2 Generalized linear model: Bioassay model with Metropolis algorithm
Metropolis algorithm: Replicate the computations for the bioassay example of BDA3 Section 3.7 using the Metropolis algorithm. The Metropolis algorithm is described in BDA3 Chapter 11.2. More information on the bioassay data can be found in Section 3.7 in BDA3, and in Chapter 3 notes.
Compute with log-densities. Reasons are explained on BDA3 page 261 and Lecture video 4.1. Remember that \(p_1/p_0=\exp(\log(p_1)-\log(p_0))\). For your convenience we have provided functions that will evaluate the log-likelihood for given \(\alpha\) and \(\beta\) (see bioassaylp() in the aaltobda package). Notice that you still need to add the prior yourself and remember the unnormalized log posterior is simply the sum of log-likelihood and log-prior. For evaluating the log of the Gaussian prior you can use the function dmvnorm from package aaltobda.

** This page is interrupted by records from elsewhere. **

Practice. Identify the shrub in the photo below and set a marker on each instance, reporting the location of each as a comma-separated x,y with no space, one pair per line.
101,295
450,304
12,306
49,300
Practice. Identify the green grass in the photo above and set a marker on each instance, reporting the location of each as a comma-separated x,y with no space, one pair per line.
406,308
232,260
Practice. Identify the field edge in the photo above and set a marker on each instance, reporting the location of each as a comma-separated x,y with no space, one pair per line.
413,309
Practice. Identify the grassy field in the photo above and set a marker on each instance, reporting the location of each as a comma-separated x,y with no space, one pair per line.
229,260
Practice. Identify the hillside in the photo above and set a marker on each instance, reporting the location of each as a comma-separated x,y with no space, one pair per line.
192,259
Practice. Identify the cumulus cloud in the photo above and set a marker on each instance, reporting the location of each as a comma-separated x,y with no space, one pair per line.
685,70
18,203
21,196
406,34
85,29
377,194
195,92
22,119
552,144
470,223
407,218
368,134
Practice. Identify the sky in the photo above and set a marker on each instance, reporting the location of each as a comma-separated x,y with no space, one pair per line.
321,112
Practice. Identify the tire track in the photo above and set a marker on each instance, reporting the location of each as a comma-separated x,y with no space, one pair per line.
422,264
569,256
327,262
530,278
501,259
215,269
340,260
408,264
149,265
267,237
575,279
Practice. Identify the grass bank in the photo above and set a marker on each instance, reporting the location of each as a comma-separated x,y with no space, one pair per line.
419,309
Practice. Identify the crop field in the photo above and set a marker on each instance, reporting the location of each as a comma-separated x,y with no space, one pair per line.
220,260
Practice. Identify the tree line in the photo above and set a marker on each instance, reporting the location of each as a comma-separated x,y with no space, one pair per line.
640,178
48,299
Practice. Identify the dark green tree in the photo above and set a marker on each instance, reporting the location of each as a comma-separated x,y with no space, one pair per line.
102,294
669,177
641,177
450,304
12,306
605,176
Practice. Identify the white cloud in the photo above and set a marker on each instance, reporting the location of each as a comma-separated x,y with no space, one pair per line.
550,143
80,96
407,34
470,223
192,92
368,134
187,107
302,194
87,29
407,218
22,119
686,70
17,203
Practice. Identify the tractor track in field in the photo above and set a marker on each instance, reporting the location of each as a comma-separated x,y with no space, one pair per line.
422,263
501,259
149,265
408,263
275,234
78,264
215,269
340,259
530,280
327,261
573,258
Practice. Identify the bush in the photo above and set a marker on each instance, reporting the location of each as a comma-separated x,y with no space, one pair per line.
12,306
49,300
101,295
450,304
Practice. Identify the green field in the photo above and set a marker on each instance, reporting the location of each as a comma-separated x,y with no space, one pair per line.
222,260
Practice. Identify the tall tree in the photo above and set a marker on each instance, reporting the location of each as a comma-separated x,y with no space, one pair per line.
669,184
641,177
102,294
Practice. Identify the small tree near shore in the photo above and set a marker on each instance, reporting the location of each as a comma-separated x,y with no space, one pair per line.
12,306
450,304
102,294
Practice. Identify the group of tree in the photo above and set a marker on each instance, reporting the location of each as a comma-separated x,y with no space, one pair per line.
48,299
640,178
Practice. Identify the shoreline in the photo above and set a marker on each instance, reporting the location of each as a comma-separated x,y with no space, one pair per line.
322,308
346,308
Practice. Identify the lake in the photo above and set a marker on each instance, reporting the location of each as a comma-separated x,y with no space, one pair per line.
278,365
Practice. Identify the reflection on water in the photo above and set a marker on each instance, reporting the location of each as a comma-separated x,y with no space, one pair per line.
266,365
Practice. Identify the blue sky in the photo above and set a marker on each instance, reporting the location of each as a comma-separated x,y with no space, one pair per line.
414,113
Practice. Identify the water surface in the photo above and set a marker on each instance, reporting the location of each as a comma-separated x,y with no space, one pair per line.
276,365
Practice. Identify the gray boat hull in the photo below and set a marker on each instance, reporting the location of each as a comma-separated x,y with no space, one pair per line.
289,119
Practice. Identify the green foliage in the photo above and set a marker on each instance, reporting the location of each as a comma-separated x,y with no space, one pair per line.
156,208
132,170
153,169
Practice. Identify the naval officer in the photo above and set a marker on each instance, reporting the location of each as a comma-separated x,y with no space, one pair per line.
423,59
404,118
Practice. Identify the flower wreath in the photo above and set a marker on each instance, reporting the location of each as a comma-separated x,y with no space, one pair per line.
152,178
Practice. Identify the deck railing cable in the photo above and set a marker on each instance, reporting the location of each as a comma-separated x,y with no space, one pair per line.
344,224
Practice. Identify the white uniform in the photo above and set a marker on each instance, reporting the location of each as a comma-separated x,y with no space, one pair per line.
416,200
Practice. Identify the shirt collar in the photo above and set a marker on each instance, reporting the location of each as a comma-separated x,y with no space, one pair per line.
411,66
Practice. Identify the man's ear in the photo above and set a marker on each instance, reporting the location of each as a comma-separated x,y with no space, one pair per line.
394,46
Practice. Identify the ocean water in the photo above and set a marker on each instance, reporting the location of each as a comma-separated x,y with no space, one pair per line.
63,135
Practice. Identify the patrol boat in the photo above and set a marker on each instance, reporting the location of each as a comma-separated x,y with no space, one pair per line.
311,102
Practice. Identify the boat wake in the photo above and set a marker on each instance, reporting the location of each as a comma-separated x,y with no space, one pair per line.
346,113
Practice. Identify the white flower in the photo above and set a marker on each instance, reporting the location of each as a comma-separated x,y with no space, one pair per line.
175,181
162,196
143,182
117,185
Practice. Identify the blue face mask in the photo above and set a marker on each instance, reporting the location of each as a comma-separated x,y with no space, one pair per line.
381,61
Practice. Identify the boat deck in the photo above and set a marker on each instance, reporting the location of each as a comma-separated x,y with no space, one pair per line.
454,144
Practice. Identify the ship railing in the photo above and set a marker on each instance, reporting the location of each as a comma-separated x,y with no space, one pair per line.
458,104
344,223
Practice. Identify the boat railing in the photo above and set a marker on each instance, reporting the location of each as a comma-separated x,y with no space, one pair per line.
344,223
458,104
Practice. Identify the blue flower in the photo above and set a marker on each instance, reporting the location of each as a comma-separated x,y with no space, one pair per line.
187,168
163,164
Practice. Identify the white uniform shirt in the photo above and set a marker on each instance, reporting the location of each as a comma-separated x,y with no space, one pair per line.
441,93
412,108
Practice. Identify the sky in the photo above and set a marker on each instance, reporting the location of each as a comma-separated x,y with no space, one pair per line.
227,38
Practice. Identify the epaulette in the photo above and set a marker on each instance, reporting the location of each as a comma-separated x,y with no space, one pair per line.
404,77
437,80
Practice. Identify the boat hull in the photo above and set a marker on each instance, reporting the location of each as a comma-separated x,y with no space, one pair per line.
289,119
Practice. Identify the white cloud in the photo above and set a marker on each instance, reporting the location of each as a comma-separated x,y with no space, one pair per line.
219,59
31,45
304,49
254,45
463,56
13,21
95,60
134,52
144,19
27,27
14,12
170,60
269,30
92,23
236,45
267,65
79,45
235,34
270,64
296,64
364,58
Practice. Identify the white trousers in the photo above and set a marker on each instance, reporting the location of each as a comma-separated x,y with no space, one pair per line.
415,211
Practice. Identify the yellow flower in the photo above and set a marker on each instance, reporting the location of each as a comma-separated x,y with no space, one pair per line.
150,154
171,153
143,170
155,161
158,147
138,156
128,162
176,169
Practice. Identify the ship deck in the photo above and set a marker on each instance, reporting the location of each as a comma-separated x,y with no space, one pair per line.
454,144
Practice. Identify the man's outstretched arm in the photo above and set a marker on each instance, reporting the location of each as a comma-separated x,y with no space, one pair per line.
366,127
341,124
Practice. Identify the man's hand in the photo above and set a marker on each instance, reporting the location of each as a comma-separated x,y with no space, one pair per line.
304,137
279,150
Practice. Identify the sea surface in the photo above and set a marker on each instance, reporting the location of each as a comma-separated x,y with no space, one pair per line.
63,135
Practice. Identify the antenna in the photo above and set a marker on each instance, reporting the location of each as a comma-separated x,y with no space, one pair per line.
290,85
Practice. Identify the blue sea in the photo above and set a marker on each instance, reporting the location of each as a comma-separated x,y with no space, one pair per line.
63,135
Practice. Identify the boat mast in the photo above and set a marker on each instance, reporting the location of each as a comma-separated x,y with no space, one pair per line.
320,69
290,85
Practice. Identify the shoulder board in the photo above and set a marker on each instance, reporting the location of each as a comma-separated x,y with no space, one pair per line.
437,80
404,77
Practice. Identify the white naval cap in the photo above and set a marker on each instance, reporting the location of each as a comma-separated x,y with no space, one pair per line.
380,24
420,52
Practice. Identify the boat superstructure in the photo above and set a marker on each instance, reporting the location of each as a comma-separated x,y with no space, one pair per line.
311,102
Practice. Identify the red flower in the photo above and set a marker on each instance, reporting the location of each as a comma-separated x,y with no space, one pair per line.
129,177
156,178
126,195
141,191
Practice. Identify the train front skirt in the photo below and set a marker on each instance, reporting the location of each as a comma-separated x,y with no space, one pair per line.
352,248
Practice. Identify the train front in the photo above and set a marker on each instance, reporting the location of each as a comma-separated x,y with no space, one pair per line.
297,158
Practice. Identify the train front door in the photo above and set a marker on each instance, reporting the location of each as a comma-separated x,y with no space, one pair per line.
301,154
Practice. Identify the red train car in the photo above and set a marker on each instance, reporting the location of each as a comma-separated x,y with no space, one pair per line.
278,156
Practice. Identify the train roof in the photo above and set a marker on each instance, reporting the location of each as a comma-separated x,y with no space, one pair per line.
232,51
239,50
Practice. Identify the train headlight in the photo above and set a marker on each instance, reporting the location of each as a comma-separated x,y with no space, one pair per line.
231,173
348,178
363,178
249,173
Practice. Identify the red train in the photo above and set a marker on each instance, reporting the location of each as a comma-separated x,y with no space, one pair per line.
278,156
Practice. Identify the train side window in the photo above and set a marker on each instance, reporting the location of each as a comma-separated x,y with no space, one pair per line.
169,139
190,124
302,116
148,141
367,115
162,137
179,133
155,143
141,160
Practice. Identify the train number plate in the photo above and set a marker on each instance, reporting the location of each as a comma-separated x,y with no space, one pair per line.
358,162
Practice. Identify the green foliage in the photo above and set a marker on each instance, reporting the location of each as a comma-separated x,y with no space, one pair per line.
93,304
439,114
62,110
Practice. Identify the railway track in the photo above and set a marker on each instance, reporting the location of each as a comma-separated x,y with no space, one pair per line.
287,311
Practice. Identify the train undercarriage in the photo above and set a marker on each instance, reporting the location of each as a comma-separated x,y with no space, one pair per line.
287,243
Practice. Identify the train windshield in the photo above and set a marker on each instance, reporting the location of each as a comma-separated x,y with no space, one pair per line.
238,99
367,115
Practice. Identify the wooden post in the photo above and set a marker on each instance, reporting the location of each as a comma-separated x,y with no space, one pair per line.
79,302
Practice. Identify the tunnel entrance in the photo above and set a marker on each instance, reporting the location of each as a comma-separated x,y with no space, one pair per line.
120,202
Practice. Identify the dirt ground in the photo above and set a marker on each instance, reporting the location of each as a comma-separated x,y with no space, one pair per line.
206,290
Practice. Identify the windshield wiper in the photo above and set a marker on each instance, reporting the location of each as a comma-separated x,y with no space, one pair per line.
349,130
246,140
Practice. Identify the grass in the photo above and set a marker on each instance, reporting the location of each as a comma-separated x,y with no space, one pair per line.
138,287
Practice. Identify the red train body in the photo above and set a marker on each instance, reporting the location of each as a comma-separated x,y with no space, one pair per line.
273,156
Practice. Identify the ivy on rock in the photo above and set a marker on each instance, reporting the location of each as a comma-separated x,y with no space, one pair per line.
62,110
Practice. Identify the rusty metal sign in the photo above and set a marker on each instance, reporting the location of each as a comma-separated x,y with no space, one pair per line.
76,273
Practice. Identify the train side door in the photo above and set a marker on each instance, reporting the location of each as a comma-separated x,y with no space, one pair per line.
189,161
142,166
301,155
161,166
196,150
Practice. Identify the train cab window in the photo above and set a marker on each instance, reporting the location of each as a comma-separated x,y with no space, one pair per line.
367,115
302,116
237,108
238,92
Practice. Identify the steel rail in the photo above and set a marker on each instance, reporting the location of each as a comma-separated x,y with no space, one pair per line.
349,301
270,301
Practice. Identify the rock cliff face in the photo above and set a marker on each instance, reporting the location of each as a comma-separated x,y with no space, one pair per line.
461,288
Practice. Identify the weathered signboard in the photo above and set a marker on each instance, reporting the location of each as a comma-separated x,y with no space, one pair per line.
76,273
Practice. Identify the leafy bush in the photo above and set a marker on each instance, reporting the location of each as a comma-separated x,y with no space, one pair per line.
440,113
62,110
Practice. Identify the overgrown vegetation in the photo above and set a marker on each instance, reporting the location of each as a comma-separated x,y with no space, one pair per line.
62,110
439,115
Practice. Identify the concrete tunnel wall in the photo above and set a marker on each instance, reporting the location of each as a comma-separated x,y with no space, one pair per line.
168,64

Use a simple (normal) proposal distribution. Example proposals are \(\alpha^* \sim N(\alpha_{t-1}, \sigma = 1)\) and \(\beta^* \sim N(\beta_{t-1}, \sigma = 5)\). There is no need to try to find optimal proposal but test some different values for the jump scale (\(\sigma\)). Remember to report the one you used. Efficient proposals are discussed in BDA3 p. 295–297 (not part of the course). In real-life a pre-run could be made with an automatic adaptive control to adapt the proposal distribution.